The CSE expanded its international embassy-collection into several countries including some in Africa. The operation was code-named Pilgrim, after Frost’s sailboat. The Oratory system, developed at NSA’s technical development centre in College Park, Maryland, was incorporated into CSE’s embassy-collection capabilities.  “Mike Frost couldn’t say enough about ‘Oratory’ or the [NSA] engineers who created it. Because for CSE, it was truly a godsend”. Frost reports that “’Oratory’ captured many communications between France and Ottawa relating to the question of separation…. When it comes to the CSE, the ultimate authority is the Prime Minister.  In this case it was Pierre Trudeau, the separatists’ nemesis”.  A CSE station in West Africa was very likely used to make the Ottawa-France intercepts.

 

In 1983, CSE was asked to spy for GCHQ at the behest of Margaret Thatcher.  “…it seems as if Margaret Thatcher [then British Prime Minister] thinks two of the ministers in her cabinet are not ‘on-side’… She wants to find out if they are”. CSE carried out the intercepts:  “We never stopped to question the morality of doing what amounted to dirty tricks for a partisan politician, for her very personal reasons, in a foreign land. After all, we weren’t spying on Canadians…that time anyway”.

 

Another quote from Frost is highly relevant to ABC’s repeated allegations that our GCSB engages in domestic spying on New Zealanders:  “The moral issue was raised, says Frost. We listened so routinely to private conversations we were not supposed to hear that I guess we had become immune to that kind of soul-searching. The other prime reason for going ahead eagerly was the total lack of danger. Who was going to catch us?  The guys who did the catching were the ones asking us to do it”.

 

Embassy collection even involves the Americans spying on the Canadians. In his many trips to College Park for NSA briefing, Frost learned of techniques for disguising antennas on the roofs of embassies.

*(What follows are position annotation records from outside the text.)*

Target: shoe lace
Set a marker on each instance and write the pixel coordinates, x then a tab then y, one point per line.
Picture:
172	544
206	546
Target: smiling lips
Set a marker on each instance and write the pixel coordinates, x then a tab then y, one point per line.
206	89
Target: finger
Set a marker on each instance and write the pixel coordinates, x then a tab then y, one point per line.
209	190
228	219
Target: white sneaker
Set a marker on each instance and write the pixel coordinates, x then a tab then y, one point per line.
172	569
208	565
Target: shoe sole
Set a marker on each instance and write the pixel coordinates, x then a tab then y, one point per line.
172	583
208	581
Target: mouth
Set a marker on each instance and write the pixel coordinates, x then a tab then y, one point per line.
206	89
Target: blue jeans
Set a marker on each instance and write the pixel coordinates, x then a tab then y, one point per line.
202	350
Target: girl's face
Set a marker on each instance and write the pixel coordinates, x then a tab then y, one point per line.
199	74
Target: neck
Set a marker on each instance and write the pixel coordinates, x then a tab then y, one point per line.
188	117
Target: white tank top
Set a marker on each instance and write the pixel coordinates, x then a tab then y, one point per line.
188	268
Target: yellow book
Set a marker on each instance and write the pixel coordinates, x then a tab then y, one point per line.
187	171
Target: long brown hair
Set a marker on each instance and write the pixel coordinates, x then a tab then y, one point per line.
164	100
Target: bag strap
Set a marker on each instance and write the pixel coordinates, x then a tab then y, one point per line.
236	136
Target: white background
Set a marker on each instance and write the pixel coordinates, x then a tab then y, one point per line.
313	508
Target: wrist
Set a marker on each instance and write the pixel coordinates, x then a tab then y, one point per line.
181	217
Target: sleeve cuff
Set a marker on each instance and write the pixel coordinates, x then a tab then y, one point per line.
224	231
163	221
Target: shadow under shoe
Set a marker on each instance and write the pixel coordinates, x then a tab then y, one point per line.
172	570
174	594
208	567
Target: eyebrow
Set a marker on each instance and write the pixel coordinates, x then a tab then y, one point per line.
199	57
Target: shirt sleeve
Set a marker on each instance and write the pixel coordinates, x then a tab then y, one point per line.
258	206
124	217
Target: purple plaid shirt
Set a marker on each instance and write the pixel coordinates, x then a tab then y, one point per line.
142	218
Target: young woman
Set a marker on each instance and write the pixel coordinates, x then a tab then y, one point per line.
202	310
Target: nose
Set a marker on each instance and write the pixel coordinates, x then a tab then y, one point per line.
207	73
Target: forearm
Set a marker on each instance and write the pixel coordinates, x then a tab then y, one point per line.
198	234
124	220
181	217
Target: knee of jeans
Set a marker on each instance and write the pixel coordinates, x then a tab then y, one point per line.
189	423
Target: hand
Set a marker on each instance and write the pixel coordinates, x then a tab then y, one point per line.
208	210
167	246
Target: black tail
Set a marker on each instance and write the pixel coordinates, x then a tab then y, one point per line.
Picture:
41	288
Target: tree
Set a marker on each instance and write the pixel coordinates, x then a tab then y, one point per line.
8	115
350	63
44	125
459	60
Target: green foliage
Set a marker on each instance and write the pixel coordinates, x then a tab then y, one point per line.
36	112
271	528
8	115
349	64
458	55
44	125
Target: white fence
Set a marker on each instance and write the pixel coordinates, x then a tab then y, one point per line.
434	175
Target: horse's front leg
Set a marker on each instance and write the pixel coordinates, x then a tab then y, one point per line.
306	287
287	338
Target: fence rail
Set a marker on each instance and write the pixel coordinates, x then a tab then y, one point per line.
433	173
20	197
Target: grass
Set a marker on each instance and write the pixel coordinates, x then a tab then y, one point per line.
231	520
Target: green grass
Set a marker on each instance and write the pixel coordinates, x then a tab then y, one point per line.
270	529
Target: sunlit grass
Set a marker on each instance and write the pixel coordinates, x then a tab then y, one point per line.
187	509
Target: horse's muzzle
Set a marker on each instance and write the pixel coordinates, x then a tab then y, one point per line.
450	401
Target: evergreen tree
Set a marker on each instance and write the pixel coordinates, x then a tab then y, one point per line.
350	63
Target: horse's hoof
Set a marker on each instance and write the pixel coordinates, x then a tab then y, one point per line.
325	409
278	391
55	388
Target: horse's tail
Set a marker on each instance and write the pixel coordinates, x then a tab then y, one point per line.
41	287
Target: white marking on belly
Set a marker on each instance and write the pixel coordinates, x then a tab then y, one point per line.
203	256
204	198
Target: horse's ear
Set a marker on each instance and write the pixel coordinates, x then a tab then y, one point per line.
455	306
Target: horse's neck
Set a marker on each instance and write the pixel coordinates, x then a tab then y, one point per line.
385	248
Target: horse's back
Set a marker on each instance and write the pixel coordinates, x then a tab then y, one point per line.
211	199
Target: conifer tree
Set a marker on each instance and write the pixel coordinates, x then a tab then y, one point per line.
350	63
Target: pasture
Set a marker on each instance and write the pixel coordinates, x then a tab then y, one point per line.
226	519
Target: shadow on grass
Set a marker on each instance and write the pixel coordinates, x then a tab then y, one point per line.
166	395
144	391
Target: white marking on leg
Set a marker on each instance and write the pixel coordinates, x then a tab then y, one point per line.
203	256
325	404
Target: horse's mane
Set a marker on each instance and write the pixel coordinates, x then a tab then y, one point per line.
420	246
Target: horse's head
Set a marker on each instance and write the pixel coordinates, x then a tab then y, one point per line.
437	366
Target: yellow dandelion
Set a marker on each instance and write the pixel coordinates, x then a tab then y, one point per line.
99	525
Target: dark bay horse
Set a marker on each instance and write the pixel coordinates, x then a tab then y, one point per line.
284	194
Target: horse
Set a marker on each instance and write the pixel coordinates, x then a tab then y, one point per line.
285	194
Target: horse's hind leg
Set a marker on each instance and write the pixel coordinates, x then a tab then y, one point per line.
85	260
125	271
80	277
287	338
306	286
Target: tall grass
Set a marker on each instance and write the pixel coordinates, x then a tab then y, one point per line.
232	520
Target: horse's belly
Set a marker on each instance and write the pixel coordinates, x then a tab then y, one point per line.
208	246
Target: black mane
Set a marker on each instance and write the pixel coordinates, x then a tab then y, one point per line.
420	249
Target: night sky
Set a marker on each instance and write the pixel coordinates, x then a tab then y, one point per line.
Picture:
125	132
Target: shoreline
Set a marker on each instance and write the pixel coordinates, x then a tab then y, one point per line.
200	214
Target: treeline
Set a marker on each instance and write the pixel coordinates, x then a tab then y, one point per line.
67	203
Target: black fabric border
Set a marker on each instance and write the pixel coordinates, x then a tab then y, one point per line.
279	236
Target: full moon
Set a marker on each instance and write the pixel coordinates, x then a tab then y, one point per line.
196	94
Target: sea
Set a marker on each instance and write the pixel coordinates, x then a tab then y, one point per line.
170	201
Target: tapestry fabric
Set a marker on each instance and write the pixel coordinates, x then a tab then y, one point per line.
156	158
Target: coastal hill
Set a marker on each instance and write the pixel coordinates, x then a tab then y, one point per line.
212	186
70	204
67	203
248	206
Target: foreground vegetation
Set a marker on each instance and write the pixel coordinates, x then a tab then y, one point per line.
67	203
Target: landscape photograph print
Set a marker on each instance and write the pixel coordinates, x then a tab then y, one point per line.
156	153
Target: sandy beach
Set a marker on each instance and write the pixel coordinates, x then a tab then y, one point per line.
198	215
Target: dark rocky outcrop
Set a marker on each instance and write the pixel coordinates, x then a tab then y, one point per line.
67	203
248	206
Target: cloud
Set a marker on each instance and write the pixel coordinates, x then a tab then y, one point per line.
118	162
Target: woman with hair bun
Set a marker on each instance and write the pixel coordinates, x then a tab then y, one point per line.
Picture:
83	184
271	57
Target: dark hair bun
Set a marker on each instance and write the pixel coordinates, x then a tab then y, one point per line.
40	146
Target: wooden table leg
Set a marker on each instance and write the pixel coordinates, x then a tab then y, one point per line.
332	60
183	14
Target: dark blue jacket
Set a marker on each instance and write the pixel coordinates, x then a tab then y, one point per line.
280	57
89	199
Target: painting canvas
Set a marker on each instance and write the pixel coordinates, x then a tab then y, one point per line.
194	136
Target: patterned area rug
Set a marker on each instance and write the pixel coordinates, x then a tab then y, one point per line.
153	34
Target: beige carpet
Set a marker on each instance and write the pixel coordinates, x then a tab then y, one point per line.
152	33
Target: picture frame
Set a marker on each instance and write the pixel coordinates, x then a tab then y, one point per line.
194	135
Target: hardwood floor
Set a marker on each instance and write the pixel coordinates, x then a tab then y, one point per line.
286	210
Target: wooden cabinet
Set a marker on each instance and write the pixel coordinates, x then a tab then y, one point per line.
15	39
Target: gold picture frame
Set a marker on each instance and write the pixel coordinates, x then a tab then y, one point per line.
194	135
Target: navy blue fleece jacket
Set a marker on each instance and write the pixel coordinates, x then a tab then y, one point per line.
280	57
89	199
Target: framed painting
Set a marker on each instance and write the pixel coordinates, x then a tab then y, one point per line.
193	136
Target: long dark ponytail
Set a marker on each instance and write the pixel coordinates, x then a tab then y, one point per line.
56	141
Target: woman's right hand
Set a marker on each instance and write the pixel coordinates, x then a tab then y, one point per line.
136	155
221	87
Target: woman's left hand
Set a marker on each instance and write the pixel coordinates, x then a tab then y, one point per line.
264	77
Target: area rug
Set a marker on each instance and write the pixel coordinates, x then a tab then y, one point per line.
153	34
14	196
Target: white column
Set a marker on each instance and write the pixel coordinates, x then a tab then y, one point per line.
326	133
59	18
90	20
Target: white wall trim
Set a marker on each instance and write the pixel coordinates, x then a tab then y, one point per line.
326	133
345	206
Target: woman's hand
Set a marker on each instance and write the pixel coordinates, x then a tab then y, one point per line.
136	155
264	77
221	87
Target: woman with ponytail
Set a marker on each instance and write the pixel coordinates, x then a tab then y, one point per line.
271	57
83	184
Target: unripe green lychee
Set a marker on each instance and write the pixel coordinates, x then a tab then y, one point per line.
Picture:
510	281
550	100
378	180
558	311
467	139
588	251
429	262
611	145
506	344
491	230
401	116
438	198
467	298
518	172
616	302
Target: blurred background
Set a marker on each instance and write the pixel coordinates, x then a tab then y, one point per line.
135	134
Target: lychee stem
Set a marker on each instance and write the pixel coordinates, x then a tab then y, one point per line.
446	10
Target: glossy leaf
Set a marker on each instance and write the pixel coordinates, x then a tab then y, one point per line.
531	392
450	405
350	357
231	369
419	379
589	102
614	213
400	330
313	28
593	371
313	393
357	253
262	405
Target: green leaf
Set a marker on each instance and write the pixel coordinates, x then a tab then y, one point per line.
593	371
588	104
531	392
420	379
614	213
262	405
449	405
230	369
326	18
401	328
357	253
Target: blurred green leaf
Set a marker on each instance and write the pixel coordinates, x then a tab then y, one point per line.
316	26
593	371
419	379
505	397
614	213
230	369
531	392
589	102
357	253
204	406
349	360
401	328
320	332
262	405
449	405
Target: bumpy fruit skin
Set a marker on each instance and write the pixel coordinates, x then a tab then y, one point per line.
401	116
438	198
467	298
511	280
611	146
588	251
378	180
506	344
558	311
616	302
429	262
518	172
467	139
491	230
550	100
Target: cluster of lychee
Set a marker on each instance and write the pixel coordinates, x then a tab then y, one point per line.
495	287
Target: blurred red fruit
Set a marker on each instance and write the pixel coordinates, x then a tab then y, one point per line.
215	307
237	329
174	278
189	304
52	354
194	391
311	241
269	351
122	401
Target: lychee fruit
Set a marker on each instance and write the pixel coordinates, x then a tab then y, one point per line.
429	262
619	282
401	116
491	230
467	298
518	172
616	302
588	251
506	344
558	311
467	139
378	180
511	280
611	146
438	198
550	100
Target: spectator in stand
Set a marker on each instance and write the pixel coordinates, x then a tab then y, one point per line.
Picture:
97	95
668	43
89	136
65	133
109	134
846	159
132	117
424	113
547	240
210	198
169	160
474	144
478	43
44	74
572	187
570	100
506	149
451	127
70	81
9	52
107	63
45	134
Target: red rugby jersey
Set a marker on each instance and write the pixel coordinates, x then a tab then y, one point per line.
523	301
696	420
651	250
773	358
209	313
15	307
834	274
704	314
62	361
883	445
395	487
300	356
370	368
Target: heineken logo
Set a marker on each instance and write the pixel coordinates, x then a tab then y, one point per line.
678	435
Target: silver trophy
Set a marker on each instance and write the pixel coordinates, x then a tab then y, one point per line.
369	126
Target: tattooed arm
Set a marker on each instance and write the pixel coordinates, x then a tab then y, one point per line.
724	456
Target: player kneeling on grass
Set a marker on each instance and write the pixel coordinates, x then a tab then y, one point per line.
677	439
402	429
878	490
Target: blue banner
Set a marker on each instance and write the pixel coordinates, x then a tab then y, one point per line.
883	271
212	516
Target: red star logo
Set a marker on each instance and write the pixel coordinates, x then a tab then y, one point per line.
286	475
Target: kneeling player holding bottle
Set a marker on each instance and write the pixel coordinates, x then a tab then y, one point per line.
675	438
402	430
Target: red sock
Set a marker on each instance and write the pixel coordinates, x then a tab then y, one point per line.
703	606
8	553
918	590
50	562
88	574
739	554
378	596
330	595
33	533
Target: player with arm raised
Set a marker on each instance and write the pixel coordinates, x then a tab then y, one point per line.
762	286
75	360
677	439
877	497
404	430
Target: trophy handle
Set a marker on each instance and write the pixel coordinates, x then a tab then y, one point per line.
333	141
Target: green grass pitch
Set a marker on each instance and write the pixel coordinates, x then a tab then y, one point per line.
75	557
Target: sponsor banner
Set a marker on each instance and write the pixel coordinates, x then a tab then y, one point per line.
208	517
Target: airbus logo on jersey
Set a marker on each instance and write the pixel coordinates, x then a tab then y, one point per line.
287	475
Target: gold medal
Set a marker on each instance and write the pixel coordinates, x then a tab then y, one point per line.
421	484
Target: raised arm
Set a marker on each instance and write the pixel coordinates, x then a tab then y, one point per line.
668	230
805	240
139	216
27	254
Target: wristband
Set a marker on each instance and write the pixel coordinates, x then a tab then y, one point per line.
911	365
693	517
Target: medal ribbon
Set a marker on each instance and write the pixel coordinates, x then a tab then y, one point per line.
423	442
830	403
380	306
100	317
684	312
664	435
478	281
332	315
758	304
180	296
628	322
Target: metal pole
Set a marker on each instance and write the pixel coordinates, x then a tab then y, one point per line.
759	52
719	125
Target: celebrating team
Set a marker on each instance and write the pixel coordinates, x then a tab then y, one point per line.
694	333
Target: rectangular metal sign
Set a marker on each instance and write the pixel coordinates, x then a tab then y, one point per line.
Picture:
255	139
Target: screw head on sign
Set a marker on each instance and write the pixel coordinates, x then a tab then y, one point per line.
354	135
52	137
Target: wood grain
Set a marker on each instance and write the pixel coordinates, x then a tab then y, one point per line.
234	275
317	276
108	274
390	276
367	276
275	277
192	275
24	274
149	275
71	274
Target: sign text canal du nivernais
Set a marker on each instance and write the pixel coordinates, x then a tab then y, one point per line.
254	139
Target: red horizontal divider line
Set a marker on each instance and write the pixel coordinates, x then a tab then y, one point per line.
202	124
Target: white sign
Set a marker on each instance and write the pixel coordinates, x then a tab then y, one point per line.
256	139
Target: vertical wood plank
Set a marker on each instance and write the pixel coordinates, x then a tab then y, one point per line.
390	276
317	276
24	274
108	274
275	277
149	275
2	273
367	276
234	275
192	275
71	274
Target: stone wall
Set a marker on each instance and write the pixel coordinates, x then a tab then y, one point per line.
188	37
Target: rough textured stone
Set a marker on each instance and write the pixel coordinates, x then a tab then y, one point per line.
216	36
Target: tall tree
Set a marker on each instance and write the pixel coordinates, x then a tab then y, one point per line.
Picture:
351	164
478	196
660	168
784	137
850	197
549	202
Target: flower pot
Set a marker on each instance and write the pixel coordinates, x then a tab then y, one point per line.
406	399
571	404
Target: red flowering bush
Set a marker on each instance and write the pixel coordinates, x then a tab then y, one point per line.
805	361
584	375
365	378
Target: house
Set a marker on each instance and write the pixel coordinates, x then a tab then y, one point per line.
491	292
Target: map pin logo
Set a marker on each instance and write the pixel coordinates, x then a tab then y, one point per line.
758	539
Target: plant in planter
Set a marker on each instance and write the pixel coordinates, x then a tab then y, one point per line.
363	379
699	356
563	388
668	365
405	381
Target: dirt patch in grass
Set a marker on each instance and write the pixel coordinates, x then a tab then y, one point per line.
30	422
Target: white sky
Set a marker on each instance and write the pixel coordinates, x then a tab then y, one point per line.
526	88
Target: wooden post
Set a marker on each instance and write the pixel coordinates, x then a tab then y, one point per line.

He and his colleagues quickly concluded that Canada was not immune to NSA spying. “The Americans don’t care who they commit espionage against, on the principle that they may get something that’s useful to their country.  They routinely collect foreign intelligence against everybody”.

 

Spying from embassies on host countries does have one security advantage for the spying country that Echelon-type spying does not:  “…they [Ottawa] would never send ‘Pilgrim’ material directly to NSA without analysing it first”. The intelligence gathered in a foreign embassy does not go down an automated “pipeline” to NSA as does the satellite interception intelligence gathered at Waihopai and its sibling stations.

 

“Spyworld” reveals much. But Mike Frost seems to have got away with it relatively unscathed in comparison to some of his counterparts like Philip Agee and Richard Tomlinson. He says he is harassed in various subtle and non-so-subtle ways – reminders that CSE and NSA would rather he would keep his mouth shut.  But over ten years after his “retirement” he will travel to NZ for the first time to tell New Zealanders what our UKUSA partners have been up to for decades. Waihopai and our very own GCSB are an integral part of an international spy network, now extensively automated and beyond local control, and with the same operational freedom to spy on “everybody” as described by Frost. Our Government’s recent glossy publication, “Securing our Nation’s Safety”, admits “…it does not answer the operational, or ‘how’, questions”.  Frost answers many of those questions in his book and tells how feeble and ineffectual is the so-called oversight of spying. The potential for abuse is immense and uncontrollable.

 

Mike Frost will not be here to tell us to close Waihopai. But maybe we’ll learn enough from him about how the spies operate to make that decision for ourselves.